Fiction: ‘What We Call Our Own’ by Chris Jalufka


SHE said she could sing and I believed her. It was easier than having her demonstrate. It was always embarrassing to hear someone sing. Do that thing with their voice that was supposed to entertain and enthrall. Move internal.

From the back of the car she pounded her fists against my headrest, laughing, the sharp points of her heels digging into the vinyl that covered the driver’s seat.

“What do you want to hear? I’ll sing it. I’ll sing that song. Whatever it is.”

“You’re blurring my vision. I can’t see when you do that.”

“Focus, motherfucker.”

This was a friend of a friend. A lineage that wasn’t of any unique pedigree. It was similar to going to the racetrack and reading about the horses. That stream of information that linked foals and mares through distant familial blood. It was supposed to matter. This girl, this friend of a friend, found me through the string of strangers we had in common from years of office jobs in those cities we tried to call home. This was a favor outside of the safe loop of common faces. A simple drive to the airport because she didn’t have a car. She didn’t have anything. This girl slept on floors and couches of weekend lovers and seasonal friends.

“Why don’t you sit in the front seat?”

“My voice will sound better back here. It’s called reverb. It’s called keeping a spatial distance.”

“Is your brother picking you up?” I asked.

“I think so. I got to call him.”

“You want to call him now? To make sure?”

“Why are you so worried?”

“I’m not. Just thought I’d ask.”

“He knows I’m flying in today. I can’t say we really ironed out the details. He’s my brother. He’ll feel me. Mentally I mean. We don’t read minds or anything, we just drop each other clues and then our minds do the work to put the pieces together.”

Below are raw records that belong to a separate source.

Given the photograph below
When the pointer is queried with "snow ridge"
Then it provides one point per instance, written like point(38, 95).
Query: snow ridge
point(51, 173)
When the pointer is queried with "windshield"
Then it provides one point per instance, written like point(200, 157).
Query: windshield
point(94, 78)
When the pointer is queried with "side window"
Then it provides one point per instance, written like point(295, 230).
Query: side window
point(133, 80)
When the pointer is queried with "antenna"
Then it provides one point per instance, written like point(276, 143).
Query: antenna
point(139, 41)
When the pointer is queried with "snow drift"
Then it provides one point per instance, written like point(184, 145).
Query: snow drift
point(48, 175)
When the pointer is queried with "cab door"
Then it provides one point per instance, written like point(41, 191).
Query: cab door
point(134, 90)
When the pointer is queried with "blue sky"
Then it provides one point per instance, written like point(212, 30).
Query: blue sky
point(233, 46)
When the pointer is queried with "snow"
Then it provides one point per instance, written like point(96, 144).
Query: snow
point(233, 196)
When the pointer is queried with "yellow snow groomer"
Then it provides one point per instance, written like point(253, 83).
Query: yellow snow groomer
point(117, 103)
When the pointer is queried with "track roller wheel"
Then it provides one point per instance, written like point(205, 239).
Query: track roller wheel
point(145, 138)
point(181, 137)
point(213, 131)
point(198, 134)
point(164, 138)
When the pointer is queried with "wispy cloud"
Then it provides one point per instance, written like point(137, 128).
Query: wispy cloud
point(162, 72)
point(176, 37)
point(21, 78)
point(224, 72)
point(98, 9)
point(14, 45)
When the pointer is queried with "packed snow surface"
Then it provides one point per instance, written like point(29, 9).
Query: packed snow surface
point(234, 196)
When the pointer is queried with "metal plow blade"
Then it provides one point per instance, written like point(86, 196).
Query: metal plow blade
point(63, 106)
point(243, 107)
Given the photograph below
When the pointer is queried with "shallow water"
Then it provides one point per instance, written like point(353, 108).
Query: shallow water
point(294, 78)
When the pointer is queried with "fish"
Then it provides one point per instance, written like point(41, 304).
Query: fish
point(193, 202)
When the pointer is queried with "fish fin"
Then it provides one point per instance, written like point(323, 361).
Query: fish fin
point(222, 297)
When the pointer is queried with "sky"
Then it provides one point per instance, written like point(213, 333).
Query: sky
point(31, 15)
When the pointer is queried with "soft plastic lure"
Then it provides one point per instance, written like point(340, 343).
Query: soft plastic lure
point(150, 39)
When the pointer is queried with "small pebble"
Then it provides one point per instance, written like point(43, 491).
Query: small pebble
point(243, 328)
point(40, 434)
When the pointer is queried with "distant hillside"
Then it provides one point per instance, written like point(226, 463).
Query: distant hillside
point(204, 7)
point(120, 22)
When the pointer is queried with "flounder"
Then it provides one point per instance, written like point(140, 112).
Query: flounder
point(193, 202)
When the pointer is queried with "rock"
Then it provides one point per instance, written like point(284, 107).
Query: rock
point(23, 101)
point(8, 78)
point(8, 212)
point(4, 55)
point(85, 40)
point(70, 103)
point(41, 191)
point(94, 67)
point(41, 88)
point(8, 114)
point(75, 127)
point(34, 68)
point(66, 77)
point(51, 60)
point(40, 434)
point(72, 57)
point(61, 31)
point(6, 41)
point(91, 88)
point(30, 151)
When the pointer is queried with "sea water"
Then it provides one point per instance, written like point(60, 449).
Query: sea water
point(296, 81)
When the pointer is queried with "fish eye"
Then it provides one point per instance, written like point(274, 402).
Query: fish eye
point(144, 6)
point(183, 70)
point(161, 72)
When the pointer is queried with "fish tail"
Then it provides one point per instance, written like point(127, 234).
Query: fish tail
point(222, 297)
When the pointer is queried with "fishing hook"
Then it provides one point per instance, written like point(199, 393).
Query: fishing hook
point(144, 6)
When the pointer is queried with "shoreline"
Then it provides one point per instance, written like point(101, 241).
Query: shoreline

“What does your brother do?”

“He’s a courier. He drives around dropping off blue prints and legal forms for a group of contractors and architects. He’s connected. His natural instinct is to link divided peoples. His truest quality carried over into his job. He’s not separated into halves, day and night, work and play. It all comes from and into the same place. I like that idea.”

'What We Call Our Own' illustration by Chris Jalufka

‘What We Call Our Own’ illustration by Chris Jalufka

I could feel her fists massaging up and down the back of my seat, pushing into the material as far as she could, forcing the springs slowly into my back.

“What do you do?”

“I sing.”


“Of course. If I didn’t then it wouldn’t be what I do.”

She rolled down the window and with her face in the wind, she began to sing. Inside that steady pulse of accelerated breeze her voice was silenced, a distant muffled shout inches from my ear. Her face rippled against the wind. Distorted. Mouth agape bellowing into the tuneless hum of freeway static.

She was a pretty girl. If she wasn’t she’d be taking the bus. There is a need for that classic role of the man that fawns over a beautiful face, falling secretly in love with a girl he will never have. I was doing my part. At a distance she made a decent object for affection, at least for a while. She was here to act as an event that could be used in case I felt something for someone in the future and needed a point of reference. I could always tell myself, “Remember driving that girl to the airport? See? You have made attempts to be close to someone.”